En 1881, étaient cultivées en canne à sucre 39,712 acres ou arpents; en café, 18,456 acres; en genièvre, 100 acres; en tabac, 408 acres; en cacao, 26 acres; en légumes, 51,363 acres; en herbe de Guinée, 120,443 acres; en pâturages, 253,470 acres; en prés et pâturages, 52,646 acres; en piment, 1,689 acres, soit un total de 538,313 acres de terre en culture.
La main-d'œuvre est, pour l'homme de peine, de 1 schelling 6 pence à 1 schelling 9 pence par jour. Les femmes se paient 1 schelling par jour. Le charpentier gagne 2 schellings 9 pence, le serrurier de 3 à 4 schellings. Une charrette et mule coûte 5 schellings par jour et 7 schellings avec 2 mules.
Le prix des objets de nourriture est de 3 pence la livre de pain, 2 pence 1/4 la livre de sucre, 6 pence la livre de bœuf, 9 pence la livre de volaille, 8 pence la livre de porc.
Comme dans toutes les colonies anglaises, il y a ici un grand nombre de building societies, qui ont pour but d'avancer l'argent nécessaire à la construction ou achat de maisons, remboursable mensuellement.
La Jamaïca permanent building Society, qui est une des principales, sur un prêt de 100 livres sterling, prend pour intérêt l. stg. 2-10-10 par mois durant 48 mois, ou bien l. stg. 2-6 durant 60 mois, ou l. stg. 1-17-1 durant 72 mois, et ainsi graduellement jusqu'à l. stg. 1-5-10 durant 120 mois.

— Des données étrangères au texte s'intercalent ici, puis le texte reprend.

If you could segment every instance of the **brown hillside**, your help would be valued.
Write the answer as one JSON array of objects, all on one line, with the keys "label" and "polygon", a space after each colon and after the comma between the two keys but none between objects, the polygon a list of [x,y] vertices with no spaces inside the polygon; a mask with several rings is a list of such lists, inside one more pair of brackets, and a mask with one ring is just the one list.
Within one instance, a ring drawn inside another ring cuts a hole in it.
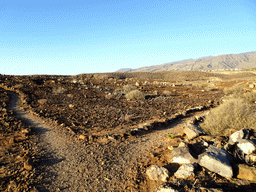
[{"label": "brown hillside", "polygon": [[[124,70],[123,72],[195,71],[222,69],[249,69],[256,67],[256,52],[218,55],[194,60],[184,60],[162,65]],[[120,70],[119,70],[120,72]]]}]

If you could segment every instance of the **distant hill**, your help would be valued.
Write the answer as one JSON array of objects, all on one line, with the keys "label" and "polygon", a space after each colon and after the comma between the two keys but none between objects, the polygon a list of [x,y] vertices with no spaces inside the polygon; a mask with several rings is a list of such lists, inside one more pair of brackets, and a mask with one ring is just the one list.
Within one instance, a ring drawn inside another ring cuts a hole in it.
[{"label": "distant hill", "polygon": [[171,62],[161,65],[140,67],[137,69],[123,68],[117,72],[156,72],[156,71],[207,71],[225,69],[250,69],[256,68],[256,51],[226,54],[218,56],[201,57],[198,59],[188,59]]},{"label": "distant hill", "polygon": [[121,68],[121,69],[118,69],[116,72],[126,73],[126,72],[131,72],[132,70],[133,70],[132,68]]}]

Ces compagnies, tout en rendant un immense service aux habitants, qui trouvent par elles moyen de se former leur home, rapportent encore de beaux bénéfices, et il serait désirable de voir des sociétés semblables se former dans nos villes de France.
En 1881, il y avait dans l'île 53,635 hommes mariés, et 54,209 femmes mariées; les naissances se sont élevées à 21,340, soit 36 par 1,000 de la population; les morts ont été de 15,125, soit 26 pour 1,000.

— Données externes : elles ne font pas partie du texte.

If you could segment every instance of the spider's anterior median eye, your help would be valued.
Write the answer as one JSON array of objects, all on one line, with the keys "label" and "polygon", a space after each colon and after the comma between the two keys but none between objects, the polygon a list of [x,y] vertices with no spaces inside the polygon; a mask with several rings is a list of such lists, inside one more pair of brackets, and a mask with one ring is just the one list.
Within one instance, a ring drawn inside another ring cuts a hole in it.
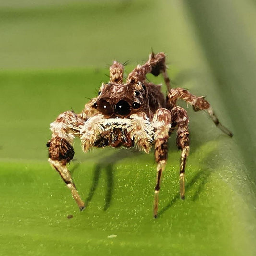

La Jamaïque a comme annexes les petites îles Caïmans et les rochers Morant et Pedro. Le gouvernement, moyennant 50 l. stg. par an, permet aux personnes qui en font la demande, d'y recueillir le guano, les tortues et les œufs d'oiseaux marins.

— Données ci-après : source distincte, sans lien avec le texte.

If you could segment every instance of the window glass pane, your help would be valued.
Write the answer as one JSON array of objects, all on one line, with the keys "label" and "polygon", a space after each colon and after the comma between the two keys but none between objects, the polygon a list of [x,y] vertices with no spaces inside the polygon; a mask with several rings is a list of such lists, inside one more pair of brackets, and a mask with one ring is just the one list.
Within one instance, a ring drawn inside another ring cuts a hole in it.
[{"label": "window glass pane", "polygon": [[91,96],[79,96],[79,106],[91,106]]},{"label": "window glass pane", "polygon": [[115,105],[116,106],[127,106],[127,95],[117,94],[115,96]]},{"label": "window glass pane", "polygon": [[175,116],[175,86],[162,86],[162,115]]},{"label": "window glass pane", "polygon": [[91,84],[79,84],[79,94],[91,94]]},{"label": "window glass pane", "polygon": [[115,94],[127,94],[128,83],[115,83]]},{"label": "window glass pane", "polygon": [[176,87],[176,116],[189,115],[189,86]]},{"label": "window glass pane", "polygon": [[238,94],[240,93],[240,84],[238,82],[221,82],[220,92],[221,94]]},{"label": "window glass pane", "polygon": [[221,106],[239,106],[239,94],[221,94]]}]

La ville de Kingstown compte 38,000 habitants, ses rues ont 8 mètres de large et quelques-unes le double; les maisons sont en bois ou brique avec couverture en lames de bois; 600 maisons ont disparu dans le grand incendie du 11 décembre dernier, on les reconstruit et on fait les toitures en zinc.
Je descends à terre et parcours diverses rues: le gaz était remplacé par le clair de lune; c'est une bonne économie, car il coûte ici plus de 0 fr. 50 le mètre cube. La chaleur est suffocante, on voit partout derrière les persiennes sous les verandah, les gens étendus cherchant l'air respirable.
Les trottoirs sont couverts de portiques en bois.
Les Pères Jésuites desservent la mission.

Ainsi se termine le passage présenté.